You no longer have to wait in the engineering queue for a small internal tool. A practical, opinionated guide to building the thing yourself, the right way, in a weekend.

4 min read
  • Vibe Coding
  • AI
  • Growth Marketing
  • No-Code
  • Product
  • Builder
Vibe Coding for Marketers: Build Your Own Tool in a Weekend

Every growth marketer has a graveyard of small tools they needed and never got. A proper UTM builder the whole team would actually use. A churn dashboard that joins billing to product events. A landing page for a campaign that ships this week, not next quarter. Each one was too small to justify an engineering ticket and too annoying to do by hand forever.

That graveyard is now optional. With AI-assisted coding, often called vibe coding, a marketer who understands the problem can build the tool without waiting for anyone. This is not about becoming an engineer. It is about closing the gap between I need a thing and the thing exists.

I have shipped real internal tools this way. Here is how to do it without producing a fragile mess you regret in a month.

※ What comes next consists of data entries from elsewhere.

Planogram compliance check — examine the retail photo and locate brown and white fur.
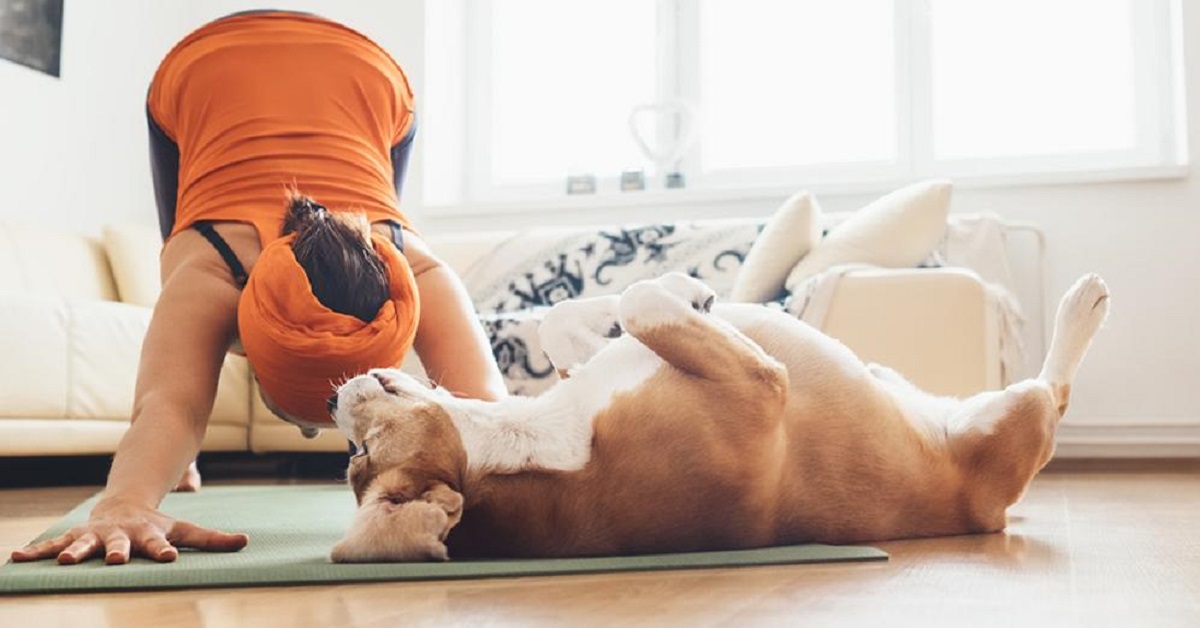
[332,275,1109,561]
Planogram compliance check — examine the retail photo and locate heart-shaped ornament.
[629,100,696,173]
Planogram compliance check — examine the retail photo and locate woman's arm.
[393,231,508,401]
[12,233,247,564]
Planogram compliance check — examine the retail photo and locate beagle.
[332,274,1109,562]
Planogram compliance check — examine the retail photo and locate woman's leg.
[404,232,508,400]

What vibe coding actually is

Vibe coding is describing what you want in plain language and letting an AI write the code, while you steer with feedback instead of syntax. You are the product manager, the QA, and the taste. The model is the pair of hands.

The mistake people make is thinking vibe coding means not understanding what you built. The people who get burned are the ones who never read the output. The people who win treat the AI like a very fast junior who needs clear direction and a review.

It works beautifully for a specific class of problem and poorly for another. Know the difference before you start.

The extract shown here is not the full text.